Viejos
E l servicio de oftalmología del Hospital de León recuerda, a ciertas horas del día, a una feria. Varios pacientes atendidos simultáneamente en espacios minúsculos, una buena parte esperando de pie, una media de cien minutos para salir de allí. De la mano de mi madre, observo a la clientela, que parece salida de una docena de geriátricos. León es una ciudad envejecida, no descubrimos nada nuevo, pero es en estos sitios donde tomas conciencia de la magnitud del problema. La media de edad de los que andan por la planta ronda los ochenta años, o cuando menos muchos parecen estar al borde de rozarlos. Algunos abordan a las enfermeras con cuestiones más o menos peregrinas y éstas, conteniendo la respiración, aferradas a una lista interminable, intentan atender a los enfermos como pueden. Son jóvenes, actúan con pulcritud, pero a veces les cuesta conservar la calma.
Apoyado en la pared, como otros hijos que acompañan a sus padres, me engaño a mí mismo diciéndome que yo no llegaré a ese estado, sin darme cuenta de que, pasados los cincuenta, estás más cerca de la decrepitud que de desaparecer de este mundo como una leyenda, a la manera de Jim Morrison o James Dean. No me transformaré en un cobaya, te dices, no permitiré que estiren mis días con toda esa farmacopea, no pondré mis pies en un lugar donde solo eres un número en un expediente médico. Como reza el poema: «No llegar a eso/ no cruzar el umbral/ donde la muerte acecha como un abismo/ detrás de las puertas que ya no se abren/ donde los días resbalan/ con una economía/ de cosas prestadas».
Mi madre sonríe, a pesar de todo, y la quiero imaginar de joven, porque indudablemente lo es, como todos los que susurran por aquí, no conozco a nadie que, mirando hacia el pasado, no siga creyendo que su forma de ver el mundo, en el fondo, es la misma que cuando dejó su casa, tuvo hijos o se enfrentó por enésima vez al dolor. Así que no me cuesta mucho verla con la maleta a punto de coger un expreso imponente, comprando los primeros libros que leería en mi vida o hablando con otras mujeres en las calles de Bilbao. Su rostro de una pureza suave e infantil, en una foto de bordes serrados que dejaba ver flores en blanco y negro. Su brazo junto al de mi padre, vestidos de domingo en un día húmedo de octubre.

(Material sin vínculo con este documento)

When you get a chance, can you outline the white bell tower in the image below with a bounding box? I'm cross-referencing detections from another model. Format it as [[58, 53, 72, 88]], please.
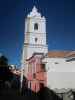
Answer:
[[22, 6, 48, 76]]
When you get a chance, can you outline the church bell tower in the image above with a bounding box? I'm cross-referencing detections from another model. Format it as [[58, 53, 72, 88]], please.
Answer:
[[22, 6, 48, 76]]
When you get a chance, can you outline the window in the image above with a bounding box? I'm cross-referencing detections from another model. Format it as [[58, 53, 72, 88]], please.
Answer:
[[35, 38, 38, 42], [34, 23, 38, 30], [41, 64, 46, 71]]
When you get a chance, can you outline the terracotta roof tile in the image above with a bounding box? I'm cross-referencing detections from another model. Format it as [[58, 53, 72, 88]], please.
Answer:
[[47, 51, 75, 58]]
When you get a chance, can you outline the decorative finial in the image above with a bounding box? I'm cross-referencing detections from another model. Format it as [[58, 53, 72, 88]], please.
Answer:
[[32, 6, 37, 12]]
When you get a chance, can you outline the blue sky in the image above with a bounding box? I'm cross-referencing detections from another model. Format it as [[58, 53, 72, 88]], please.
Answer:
[[0, 0, 75, 65]]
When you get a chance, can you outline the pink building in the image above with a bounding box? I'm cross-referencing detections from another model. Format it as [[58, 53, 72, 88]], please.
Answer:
[[27, 53, 47, 92]]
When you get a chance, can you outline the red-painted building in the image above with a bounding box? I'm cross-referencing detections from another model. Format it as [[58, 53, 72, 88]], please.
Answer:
[[27, 53, 47, 92]]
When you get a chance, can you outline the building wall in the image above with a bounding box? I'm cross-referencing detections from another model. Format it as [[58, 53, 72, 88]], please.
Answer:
[[43, 58, 75, 89], [27, 56, 47, 92]]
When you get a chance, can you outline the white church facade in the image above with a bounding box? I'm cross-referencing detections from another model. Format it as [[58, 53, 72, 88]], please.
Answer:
[[22, 7, 75, 90]]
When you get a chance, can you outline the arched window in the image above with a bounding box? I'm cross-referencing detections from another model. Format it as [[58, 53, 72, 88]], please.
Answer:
[[34, 23, 38, 30]]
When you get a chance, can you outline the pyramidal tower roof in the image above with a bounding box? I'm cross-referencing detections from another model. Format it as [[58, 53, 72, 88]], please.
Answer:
[[27, 6, 44, 18]]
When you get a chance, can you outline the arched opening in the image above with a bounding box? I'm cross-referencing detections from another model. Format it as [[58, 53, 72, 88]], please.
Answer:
[[34, 23, 38, 30]]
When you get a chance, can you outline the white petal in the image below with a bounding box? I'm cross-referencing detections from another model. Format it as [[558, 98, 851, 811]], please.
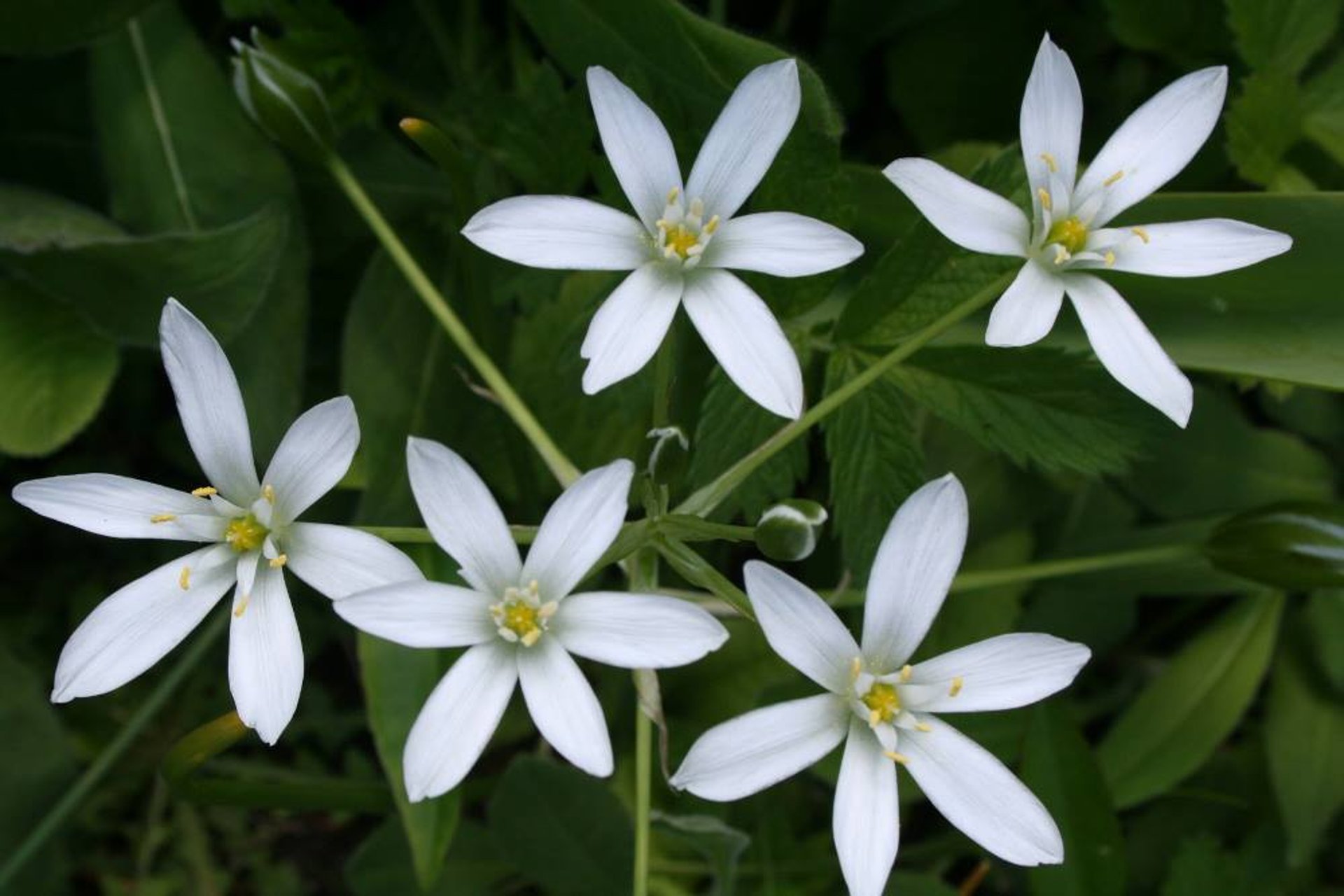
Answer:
[[406, 437, 523, 594], [1065, 274, 1195, 427], [671, 693, 849, 802], [681, 270, 802, 421], [551, 591, 729, 669], [882, 158, 1031, 257], [1074, 66, 1227, 227], [685, 59, 802, 220], [332, 582, 497, 648], [51, 547, 234, 703], [1112, 218, 1293, 276], [284, 523, 425, 599], [580, 262, 681, 395], [587, 66, 681, 232], [704, 211, 863, 276], [228, 567, 304, 744], [517, 636, 613, 778], [900, 633, 1091, 712], [900, 716, 1065, 865], [522, 461, 634, 603], [832, 719, 900, 896], [13, 473, 227, 541], [403, 639, 517, 802], [1018, 35, 1084, 195], [985, 260, 1065, 346], [462, 196, 653, 270], [159, 298, 260, 506], [263, 395, 359, 524], [863, 473, 969, 672], [742, 560, 859, 693]]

Nos llaman para entrar y me pongo a su lado para protegerla, sin advertir que siempre ha sido al revés, que por su duración y su intensidad los años que me dedicó nunca podrán ser compensados por estas visitas a consultas atestadas. Pero cómo evitar pensar, viéndoles envejecer, que todo es dramático y efímero, apenas un pequeño billete gastado, cómo evitar, mientras la memoria se desvanece, que no se te desgarre el corazón.